Washington wields leverage in its talks with Moscow because "the Russians are stuck there at the moment," Bolton said.
"And I don't think they want to be stuck there. I think their frenetic diplomatic activity in Europe indicates that they'd like to find somebody else, for example, to bear the cost of reconstructing Syria - which they may or may not succeed in doing."
The Idlib region, a refuge for civilians and rebels displaced from other areas of Syria as well as powerful jihadist forces, was hit by a wave of air strikes and shelling this month, in a possible prelude to a full-scale government offensive.
Asked if there was any U.S.-Russian understanding about such an operation, Bolton said: "No.
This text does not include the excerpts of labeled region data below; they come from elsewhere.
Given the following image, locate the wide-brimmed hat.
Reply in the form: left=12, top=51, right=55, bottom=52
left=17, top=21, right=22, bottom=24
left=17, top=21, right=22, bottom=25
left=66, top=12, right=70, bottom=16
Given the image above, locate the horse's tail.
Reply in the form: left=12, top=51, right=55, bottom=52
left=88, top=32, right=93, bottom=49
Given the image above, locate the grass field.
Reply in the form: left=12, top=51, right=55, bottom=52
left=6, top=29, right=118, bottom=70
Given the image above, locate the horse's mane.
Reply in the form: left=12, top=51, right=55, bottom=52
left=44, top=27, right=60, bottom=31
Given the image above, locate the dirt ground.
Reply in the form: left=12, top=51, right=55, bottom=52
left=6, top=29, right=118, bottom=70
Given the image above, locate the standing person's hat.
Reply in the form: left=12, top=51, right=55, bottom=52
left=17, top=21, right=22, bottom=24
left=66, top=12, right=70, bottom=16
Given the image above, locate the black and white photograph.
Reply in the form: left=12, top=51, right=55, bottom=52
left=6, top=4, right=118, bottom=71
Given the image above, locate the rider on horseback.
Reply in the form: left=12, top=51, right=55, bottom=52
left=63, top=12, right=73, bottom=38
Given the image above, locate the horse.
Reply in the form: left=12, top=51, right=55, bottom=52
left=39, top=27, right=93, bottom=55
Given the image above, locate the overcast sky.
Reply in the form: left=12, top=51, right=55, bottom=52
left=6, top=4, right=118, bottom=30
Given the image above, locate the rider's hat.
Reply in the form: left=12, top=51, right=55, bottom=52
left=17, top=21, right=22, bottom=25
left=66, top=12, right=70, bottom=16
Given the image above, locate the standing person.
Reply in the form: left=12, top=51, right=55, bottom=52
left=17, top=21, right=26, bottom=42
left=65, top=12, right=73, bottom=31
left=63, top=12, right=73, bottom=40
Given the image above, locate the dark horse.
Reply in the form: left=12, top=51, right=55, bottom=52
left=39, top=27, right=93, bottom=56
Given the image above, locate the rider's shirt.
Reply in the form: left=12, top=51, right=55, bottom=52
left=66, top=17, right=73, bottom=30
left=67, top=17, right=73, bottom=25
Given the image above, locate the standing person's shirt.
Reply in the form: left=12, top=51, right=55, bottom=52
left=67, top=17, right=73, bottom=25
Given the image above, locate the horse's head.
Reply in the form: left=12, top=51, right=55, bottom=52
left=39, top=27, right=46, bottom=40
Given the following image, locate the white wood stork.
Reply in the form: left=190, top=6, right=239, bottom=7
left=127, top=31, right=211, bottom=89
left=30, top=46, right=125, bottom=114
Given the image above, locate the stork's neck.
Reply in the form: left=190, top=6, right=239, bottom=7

But we're very concerned as we look at the military situation and we want to be unmistakeably clear to Assad that we expect there will be no use of chemical weapons or biological weapons if there are any additional military hostilities in Idlib."
In April, the Trump administration mustered a coalition of U.S., French and British forces to attack Syrian government facilities related to the production of chemical weapons after a poison gas attack killed dozens of people in Douma district.
Damascus, endorsed by Moscow, has denied using such weapons.
Asked how the United States might respond should there be a chemical or biological attack on Idlib, Bolton said only: "Strongly".